Insulin is the central regulator of glucose metabolism and the concentration of glucose in the blood reflects a balance between insulin secretion and insulin action. T1D is due to lack of insulin secretion following destruction of the insulin-producing beta cells in the pancreas beta cells by the body’s immune system. T2D is due to defective insulin action ('insulin resistance') or more correctly to defective glucose utilisation through pathways that are sensitive to insulin. This typology is overly simplistic because insulin resistance contributes to T1D and impaired beta cell function contributes to T2D.
Both types of diabetes have increased steadily in incidence over the last 50 years and now represent a major personal, public health and economic burden. Currently, 150,000 Australians depend on insulin injections every day to stay alive.
Researchers in the diabetes laboratory of the Immunology Division led by Professor Len Harrison have made many advances in understanding the causes of T1D and developing means for its prevention and cure. They pioneered family and community screening for the pre-clinical diagnosis and prediction of T1D, a pre-requisite for prevention trials (www.diabetestrials.org). Having tested a specific vaccine approach and shown that it protected mice from autoimmune diabetes, Professor Harrison then conducted a trial to demonstrate the safety and potential efficacy of this approach in children and young adults at risk. This was the forerunner of the current intranasal insulin trial II (INIT II), a multi-centre prevention trial in Australia and New Zealand involving over 13,000 T1D relatives (www.stopdiabetes.com.au).
INIT II is a major undertaking funded jointly by the National Health and Medical Research Council of Australia and the Juvenile Diabetes Research Foundation (JDRF), New York.
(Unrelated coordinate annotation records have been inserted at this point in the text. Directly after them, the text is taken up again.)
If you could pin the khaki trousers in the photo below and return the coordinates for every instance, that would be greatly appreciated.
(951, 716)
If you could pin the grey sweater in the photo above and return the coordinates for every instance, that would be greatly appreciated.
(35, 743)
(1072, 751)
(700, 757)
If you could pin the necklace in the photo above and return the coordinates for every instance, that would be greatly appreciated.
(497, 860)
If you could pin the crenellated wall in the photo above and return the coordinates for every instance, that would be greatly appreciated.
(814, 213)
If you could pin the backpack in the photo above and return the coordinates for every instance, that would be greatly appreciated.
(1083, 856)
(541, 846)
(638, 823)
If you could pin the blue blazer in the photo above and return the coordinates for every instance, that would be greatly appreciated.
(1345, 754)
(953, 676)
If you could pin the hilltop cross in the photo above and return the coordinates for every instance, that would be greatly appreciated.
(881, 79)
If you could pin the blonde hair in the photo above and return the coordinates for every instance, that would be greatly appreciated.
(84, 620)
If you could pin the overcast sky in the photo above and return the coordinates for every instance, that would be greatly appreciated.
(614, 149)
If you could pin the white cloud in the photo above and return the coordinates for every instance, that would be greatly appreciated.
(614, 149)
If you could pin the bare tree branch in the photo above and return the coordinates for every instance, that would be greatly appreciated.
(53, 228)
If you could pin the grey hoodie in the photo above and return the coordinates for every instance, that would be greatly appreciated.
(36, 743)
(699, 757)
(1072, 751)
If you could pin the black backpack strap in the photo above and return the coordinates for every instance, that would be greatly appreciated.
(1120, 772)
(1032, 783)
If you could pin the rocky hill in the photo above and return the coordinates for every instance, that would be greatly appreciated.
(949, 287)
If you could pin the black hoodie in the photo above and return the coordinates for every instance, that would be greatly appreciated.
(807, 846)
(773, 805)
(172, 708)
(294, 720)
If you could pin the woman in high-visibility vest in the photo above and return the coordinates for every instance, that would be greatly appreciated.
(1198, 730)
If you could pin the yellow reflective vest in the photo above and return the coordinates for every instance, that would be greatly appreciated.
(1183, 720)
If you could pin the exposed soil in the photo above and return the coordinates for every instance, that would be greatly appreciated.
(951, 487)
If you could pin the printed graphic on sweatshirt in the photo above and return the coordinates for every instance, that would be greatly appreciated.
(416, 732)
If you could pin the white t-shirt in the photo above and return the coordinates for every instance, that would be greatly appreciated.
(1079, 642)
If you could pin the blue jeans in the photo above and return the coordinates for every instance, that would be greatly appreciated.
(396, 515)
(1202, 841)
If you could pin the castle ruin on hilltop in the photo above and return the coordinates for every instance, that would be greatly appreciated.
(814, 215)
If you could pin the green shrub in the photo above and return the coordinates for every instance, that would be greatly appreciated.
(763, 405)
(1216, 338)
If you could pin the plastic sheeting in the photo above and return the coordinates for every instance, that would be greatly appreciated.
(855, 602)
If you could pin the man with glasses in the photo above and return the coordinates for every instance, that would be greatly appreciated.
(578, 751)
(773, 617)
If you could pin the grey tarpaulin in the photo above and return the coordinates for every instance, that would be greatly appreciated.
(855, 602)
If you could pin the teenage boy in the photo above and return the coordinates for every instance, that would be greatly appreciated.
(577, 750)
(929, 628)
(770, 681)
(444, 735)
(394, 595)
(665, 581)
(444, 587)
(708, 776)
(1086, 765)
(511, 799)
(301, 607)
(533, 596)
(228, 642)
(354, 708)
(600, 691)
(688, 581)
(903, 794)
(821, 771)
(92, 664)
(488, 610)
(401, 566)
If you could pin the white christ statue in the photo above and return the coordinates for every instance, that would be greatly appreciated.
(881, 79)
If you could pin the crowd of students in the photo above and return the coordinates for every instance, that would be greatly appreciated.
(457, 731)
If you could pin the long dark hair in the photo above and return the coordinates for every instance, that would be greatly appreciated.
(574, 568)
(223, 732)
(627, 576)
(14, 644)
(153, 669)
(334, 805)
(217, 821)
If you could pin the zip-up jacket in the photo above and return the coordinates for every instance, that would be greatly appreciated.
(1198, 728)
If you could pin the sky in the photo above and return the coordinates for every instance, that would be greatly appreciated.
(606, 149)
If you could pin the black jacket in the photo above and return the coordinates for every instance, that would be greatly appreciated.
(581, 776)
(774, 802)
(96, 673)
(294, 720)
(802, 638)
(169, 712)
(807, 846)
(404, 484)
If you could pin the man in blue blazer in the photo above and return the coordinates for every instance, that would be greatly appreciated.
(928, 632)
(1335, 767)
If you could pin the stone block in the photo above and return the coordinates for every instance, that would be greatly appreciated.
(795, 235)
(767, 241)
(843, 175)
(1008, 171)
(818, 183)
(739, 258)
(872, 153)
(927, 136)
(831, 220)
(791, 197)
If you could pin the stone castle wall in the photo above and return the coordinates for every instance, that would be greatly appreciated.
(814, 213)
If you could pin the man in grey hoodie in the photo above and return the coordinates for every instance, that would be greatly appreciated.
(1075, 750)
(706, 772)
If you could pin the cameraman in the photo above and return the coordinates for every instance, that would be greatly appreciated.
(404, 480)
Another trial, to determine the effect of the anti-inflammatory steroid, vitamin D3, on the control of diabetes in recently diagnosed patients has been completed. Professor Harrison and Professor Peter Colman from the Royal Melbourne Hospital are the Directors of one of four international TrialNet centers, funded by the National Institutes of Health, USA, and the JDRF, charged with designing and undertaking clinical trials to prevent T1D via a network of 18 collaborative sites in Australia and New Zealand.